David Lynch through Austrian landscapes: Wolfgang Dieter Bauer’s solo show at 508 Gallery, London on show until July 30, 2022.
Walking into the 508 Gallery space in Chelsea last week I was astonished by a series of enigmatic artworks by Wolfgang Dieter Bauer, a young Austrian artist who opened his first solo show at the British capital on that day. Accurately curated by the gallery manager, Felix Feltrin and his team, the exhibition set up was clean and clear showing each and every element with proper respect.
I first felt some strange and mysterious energy coming from the artworks towards myself and other visitors, then I stopped by and carefully examined each and every painting. There were definitely some shady messages in them, something as in Edward Hopper’s cold and lonely diner’s scapes. A sort of American pancake post-realism. There were smaller and large artworks hung, all of them very David Hockney colourful but dark at the same time.
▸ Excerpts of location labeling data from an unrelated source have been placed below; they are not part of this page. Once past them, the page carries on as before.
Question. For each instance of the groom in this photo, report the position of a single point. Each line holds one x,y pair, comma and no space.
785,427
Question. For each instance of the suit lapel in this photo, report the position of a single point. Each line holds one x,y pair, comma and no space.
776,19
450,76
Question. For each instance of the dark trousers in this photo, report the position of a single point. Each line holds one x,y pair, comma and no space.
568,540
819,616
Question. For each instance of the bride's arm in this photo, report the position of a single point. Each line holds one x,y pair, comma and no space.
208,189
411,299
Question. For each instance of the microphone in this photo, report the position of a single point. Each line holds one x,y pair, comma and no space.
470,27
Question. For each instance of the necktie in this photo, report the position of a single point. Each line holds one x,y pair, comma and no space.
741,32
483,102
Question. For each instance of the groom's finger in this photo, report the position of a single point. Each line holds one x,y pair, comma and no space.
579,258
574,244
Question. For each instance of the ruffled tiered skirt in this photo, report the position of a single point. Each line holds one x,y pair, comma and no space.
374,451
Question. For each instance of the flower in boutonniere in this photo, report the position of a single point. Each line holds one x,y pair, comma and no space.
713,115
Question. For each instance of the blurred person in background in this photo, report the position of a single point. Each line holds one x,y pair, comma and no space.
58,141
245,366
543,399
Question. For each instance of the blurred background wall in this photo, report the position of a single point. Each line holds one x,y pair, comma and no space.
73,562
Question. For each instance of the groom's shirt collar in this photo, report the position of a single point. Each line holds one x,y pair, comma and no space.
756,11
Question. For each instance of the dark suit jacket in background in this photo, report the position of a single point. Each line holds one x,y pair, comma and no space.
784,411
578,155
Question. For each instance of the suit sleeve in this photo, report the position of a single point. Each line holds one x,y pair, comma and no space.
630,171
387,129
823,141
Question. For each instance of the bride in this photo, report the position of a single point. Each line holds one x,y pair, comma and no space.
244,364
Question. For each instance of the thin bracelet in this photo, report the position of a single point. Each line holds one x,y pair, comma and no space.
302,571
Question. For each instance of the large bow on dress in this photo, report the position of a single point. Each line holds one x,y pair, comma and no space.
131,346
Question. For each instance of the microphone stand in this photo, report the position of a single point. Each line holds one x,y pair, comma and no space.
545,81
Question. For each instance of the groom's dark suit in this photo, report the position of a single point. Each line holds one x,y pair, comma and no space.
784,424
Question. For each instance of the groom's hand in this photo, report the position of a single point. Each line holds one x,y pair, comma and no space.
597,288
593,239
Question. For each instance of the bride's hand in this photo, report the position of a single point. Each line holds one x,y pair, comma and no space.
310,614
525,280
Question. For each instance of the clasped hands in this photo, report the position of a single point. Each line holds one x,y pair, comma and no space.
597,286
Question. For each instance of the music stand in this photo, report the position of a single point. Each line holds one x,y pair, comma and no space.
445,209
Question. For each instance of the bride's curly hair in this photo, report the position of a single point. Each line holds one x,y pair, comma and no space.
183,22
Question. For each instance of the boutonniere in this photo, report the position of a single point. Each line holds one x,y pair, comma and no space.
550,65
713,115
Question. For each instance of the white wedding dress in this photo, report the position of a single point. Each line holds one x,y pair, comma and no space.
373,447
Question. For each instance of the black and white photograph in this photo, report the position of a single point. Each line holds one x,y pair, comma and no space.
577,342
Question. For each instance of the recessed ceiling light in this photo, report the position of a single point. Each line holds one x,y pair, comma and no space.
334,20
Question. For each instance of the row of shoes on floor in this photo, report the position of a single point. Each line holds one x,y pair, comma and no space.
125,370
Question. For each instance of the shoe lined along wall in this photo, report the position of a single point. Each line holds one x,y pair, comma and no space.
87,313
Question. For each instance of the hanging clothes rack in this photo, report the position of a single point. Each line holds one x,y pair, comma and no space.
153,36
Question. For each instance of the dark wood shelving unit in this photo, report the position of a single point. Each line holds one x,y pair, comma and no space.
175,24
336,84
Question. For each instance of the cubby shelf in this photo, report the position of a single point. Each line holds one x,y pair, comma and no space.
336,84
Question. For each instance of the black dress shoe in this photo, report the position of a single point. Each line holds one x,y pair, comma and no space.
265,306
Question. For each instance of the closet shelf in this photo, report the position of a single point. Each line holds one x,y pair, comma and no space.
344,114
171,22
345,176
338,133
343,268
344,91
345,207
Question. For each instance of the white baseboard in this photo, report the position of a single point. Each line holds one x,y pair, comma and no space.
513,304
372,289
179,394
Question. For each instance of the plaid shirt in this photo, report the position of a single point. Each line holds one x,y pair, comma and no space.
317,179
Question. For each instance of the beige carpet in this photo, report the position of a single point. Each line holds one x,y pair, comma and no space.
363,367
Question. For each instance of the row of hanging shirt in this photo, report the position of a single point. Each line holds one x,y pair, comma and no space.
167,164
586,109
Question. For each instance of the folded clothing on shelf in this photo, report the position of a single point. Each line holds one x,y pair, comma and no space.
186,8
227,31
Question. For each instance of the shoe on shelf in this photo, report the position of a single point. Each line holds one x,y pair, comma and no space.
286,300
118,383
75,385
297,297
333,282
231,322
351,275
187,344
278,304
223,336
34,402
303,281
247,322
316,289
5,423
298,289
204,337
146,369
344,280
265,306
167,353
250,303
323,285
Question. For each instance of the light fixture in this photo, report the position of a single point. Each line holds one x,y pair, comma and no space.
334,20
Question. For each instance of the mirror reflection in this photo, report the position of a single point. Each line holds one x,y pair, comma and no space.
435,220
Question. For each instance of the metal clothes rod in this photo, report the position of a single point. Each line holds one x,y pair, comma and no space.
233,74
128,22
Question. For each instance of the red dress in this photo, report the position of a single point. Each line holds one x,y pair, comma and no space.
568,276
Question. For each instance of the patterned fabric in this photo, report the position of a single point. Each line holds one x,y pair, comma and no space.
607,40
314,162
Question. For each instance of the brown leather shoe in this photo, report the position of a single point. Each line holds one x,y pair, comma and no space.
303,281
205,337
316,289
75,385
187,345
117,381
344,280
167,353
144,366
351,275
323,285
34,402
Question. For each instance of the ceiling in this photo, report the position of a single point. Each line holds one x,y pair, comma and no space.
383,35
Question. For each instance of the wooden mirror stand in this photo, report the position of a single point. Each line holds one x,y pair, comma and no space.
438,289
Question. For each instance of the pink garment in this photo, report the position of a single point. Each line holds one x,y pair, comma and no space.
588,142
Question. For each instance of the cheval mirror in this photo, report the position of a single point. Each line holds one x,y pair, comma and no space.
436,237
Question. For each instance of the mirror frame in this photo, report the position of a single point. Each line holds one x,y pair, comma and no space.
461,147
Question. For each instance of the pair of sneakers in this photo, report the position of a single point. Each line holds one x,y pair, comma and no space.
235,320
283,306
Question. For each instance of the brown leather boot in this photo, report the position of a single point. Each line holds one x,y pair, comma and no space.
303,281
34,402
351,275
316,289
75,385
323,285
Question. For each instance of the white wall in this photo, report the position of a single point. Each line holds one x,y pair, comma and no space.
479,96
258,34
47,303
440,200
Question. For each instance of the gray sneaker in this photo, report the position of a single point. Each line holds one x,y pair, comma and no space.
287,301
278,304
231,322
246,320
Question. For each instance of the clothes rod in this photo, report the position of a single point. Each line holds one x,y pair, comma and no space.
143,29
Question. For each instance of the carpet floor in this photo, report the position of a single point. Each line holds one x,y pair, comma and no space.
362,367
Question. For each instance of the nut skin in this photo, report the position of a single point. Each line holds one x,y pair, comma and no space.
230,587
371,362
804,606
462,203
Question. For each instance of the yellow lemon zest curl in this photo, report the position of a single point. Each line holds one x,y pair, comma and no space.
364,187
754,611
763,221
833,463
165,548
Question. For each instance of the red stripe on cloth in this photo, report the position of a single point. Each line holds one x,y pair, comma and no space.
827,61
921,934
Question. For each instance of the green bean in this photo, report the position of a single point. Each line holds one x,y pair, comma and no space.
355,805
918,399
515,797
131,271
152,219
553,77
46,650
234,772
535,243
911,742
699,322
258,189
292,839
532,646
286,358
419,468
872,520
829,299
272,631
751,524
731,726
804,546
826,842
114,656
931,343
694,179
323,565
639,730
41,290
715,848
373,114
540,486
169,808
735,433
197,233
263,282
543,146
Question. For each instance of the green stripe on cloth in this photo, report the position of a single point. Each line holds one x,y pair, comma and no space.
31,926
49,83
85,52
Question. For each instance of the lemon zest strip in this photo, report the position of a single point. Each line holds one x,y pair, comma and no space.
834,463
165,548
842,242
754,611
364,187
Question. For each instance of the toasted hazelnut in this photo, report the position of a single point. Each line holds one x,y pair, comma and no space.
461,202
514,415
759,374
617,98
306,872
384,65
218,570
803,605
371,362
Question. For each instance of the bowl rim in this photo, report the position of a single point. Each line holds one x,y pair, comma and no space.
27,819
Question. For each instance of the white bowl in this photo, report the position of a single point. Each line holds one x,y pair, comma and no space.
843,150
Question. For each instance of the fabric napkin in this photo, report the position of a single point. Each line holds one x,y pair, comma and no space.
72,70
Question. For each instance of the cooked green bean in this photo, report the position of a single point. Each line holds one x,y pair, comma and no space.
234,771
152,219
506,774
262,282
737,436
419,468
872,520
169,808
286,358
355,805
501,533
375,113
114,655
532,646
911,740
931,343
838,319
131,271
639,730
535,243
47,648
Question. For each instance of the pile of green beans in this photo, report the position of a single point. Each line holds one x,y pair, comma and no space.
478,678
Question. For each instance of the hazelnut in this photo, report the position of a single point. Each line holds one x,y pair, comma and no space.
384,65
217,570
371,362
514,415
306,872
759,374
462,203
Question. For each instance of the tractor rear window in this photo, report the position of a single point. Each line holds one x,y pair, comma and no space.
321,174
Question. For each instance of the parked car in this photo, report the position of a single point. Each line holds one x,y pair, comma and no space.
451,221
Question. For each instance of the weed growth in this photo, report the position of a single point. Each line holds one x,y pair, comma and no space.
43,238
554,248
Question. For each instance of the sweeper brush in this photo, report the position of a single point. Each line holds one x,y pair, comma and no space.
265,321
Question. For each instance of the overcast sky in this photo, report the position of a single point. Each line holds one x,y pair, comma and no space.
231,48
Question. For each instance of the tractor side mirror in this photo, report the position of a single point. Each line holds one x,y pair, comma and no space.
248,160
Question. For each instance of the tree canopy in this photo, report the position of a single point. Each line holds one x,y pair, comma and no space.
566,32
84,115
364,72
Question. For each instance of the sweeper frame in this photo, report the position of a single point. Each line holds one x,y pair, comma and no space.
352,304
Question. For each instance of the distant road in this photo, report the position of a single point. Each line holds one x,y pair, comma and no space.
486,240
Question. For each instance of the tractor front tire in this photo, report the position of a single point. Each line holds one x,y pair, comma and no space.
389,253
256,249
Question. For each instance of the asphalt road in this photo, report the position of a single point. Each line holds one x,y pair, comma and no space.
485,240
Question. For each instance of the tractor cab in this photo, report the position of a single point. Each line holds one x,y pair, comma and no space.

Then all of a sudden I was hypnotised by one particular painting, as I felt something very familiar in it, but could not figure out what. I continued staring at it as if I was a person I had not seen for a long time trying to remember where and how I knew him.
Then I realised the man on the painting was no other than Kyle McLachlan while picking up a human ear in a very first scene of Lynch’s Blue Velvet, only with Coast Azores’s Rothschild pink villa on his back. Intrigued and hypnotised I was standing there and still staring at the painting while Wolfgang came along and we started to chat so he explained this was not the only Lynch inspired work he has created, then showed me the rest of the show explaining.
The second time I was touched that evening was when he brought me to a very large portrait of his wife and two daughters, who were near us at the show. The very intense expression of all three left me speechless for a moment, there I saw a completely different artist in front of me, a family man who loves his dears so much he could paint them in this angelic way. At this point there were suddenly two artists in one person, one inspired by his obscure sufferings and the other totally enlightened and filled with love. Reading then about Bauer’s work there was this very precise observation in that press release that remained in my head. It said… He brings into dialogue the conscious and unconscious levels of human perception. That is , I think somehow what I had experienced while visiting this show.